Practically every power of the National Government has been expanded in some degree by the Necessary and Proper Clause. Under the authority granted it by that clause, Congress has adopted measures requisite to discharge the treaty obligations of the nation, 4 has organized the federal judicial system, and has enacted a large body of law defining and punishing crimes. Effective control of the national economy has been made possible by the authority to regulate the internal commerce of a state to the extent necessary to protect and promote interstate commerce. 5 The right of Congress to use all known and appropriate means for collecting revenue, including the distraint of property for federal taxes, 6 and to exercise the power of eminent domain to acquire property for public use, 7 have greatly extended the range of national power. But the widest application of the Necessary and Proper Clause has occurred in the field of monetary and fiscal controls. Because the various specific powers granted by Article I, § 8, do not add up to a general legislative power over such matters, the Court has relied heavily upon this clause to sustain the comprehensive control that Congress has asserted over this subject. 8

Footnotes

  1.  17 U.S. (4 Wheat.) 316 (1819).
  2.  17 U.S. at 420. This decision had been clearly foreshadowed fourteen years earlier by Marshall's opinion in United States v. Fisher, 6 U.S. (2 Cr.) 358, 396 (1805). Upholding an act which gave priority to claims of the United States against the estate of a bankrupt he wrote: The government is to pay the debt of the Union, and must be authorized to use the means which appear to itself most eligible to effect that object. It has, consequently, a right to make remittance, by bills or otherwise, and to take those precautions which will render the transaction safe.

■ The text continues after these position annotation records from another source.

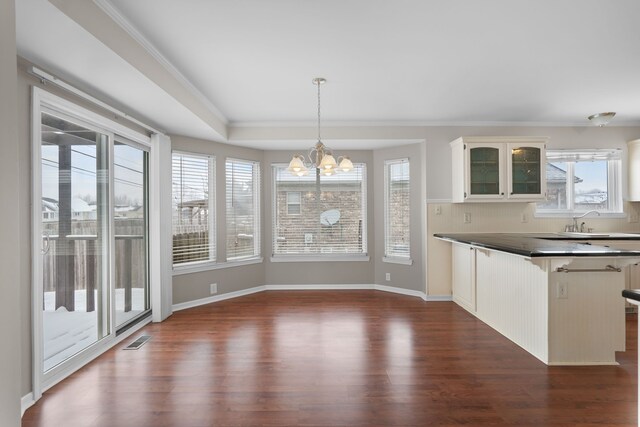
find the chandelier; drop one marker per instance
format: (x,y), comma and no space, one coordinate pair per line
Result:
(320,156)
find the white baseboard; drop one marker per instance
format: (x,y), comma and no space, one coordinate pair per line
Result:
(439,298)
(26,402)
(401,291)
(216,298)
(332,287)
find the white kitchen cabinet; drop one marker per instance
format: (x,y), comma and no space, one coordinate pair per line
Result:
(498,169)
(463,276)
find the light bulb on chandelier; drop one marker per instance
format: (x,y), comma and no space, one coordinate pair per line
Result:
(320,156)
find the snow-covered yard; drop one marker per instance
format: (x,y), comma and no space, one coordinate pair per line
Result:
(65,333)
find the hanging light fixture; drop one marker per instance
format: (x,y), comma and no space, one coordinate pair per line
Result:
(601,119)
(320,156)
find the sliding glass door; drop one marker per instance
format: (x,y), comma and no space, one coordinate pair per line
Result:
(91,233)
(130,212)
(75,234)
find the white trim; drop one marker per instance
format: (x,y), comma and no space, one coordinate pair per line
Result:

  3.  See Delegation of Legislative Power, supra.
  4.  Neely v. Henkel, 180 U.S. 109, 121 (1901). See also Missouri v. Holland, 252 U.S. 416 (1920).

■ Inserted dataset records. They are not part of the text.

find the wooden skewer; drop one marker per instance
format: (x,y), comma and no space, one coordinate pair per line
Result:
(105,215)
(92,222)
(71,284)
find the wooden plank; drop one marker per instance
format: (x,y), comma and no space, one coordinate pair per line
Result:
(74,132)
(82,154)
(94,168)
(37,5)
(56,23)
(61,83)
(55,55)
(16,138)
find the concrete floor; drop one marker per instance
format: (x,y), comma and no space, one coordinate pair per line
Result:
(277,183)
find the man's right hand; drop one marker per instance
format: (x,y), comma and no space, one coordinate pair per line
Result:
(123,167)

  5.  See discussion of "Necessary and Proper Clause" under the commerce power, supra.
  6.  Murray's Lessee v. Hoboken Land & Improvement Co., 59 U.S. (18 How.) 272, 281 (1856). Congress may also legislate to protect its spending power. Sabri v. United States, 541 U.S. 600 (2004) (upholding imposition of criminal penalties for bribery of state and local officials administering programs receiving federal funds).
  7.  Kohl v. United States, 91 U.S. 367, 373 (1876); United States v. Fox, 95 U.S. 670 (1878).
  8.  See Fiscal and Monetary Powers of Congress, supra.